FOSTER CITY, Calif.--(BUSINESS WIRE)--Jun 6, 2007 - Gilead Sciences, Inc. (Nasdaq:GILD) today announced that Study 102, a Phase III clinical trial evaluating the company's once-daily anti-HIV drug Viread (tenofovir disoproxil fumarate or tenofovir DF) 300 mg as a potential treatment for chronic hepatitis B virus (HBV) infection, met its primary efficacy endpoint. The study shows that Viread is non-inferior to the company's once-daily antiviral drug Hepsera(R) (adefovir dipivoxil) among patients with HBeAg-negative/anti-HBe positive (presumed pre-core mutant) chronic HBV infection. The primary efficacy endpoint, the proportion of patients with a complete response at week 48, was defined by serum HBV DNA levels below 400 copies/mL and histologic improvement characterized by at least a two point reduction in the Knodell necroinflammatory score (a measure of necro-inflammation - an inflammatory process in the liver including or leading to death of liver cells) with no concurrent worsening of fibrosis (scarring of liver tissue).
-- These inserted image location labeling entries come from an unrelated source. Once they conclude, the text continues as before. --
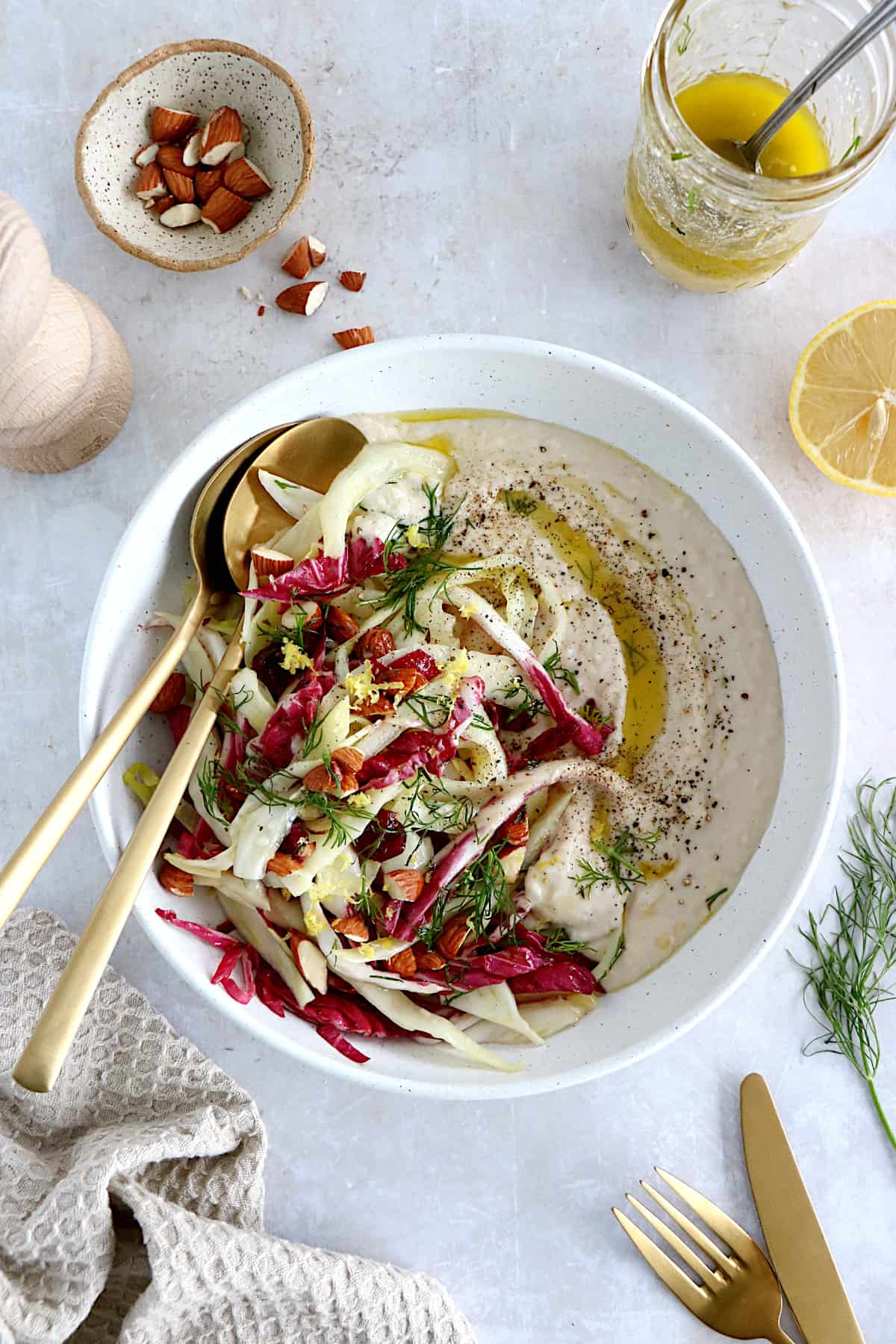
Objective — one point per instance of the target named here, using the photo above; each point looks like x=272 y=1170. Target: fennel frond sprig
x=852 y=971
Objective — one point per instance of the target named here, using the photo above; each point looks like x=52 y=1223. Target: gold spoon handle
x=49 y=830
x=60 y=1018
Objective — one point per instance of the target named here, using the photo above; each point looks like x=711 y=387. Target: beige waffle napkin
x=131 y=1196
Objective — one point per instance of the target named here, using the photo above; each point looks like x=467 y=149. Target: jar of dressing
x=715 y=70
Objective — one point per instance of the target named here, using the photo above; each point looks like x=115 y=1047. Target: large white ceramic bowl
x=586 y=394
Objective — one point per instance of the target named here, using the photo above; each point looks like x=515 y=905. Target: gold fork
x=739 y=1295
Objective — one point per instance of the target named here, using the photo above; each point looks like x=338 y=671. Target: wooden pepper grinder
x=65 y=374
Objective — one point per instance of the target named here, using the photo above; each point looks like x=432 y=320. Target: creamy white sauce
x=707 y=781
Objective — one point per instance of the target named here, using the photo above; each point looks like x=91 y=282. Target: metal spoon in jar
x=227 y=522
x=746 y=152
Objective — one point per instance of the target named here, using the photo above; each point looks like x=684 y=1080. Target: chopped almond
x=403 y=883
x=347 y=759
x=171 y=694
x=354 y=336
x=453 y=937
x=428 y=960
x=297 y=261
x=321 y=781
x=176 y=880
x=340 y=625
x=403 y=964
x=375 y=644
x=284 y=863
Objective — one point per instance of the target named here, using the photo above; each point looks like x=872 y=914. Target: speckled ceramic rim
x=179 y=49
x=299 y=393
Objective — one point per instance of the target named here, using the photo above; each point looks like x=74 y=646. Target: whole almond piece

At 48 weeks, 70.8 percent of patients in the Viread arm (n=250) had a complete response compared to 48.8 percent in the Hepsera arm (n=125; p less than 0.001). The most commonly observed treatment-emergent adverse events of moderate intensity or higher were abdominal pain, back pain, headache, respiratory infections, creatinine phosphokinase and transaminase elevations. The incidence of these events was comparable between the Viread and Hepsera arms of the study. In addition, the incidence of grade 3 or 4 laboratory abnormalities was comparable between the two arms. Full study results will be submitted for presentation at an upcoming scientific meeting.

"Chronic hepatitis B remains a serious disease that impacts more than one million people in the United States and an estimated 400 million people worldwide," said Franck Rousseau, MD, Vice President, Clinical Research, Gilead Sciences.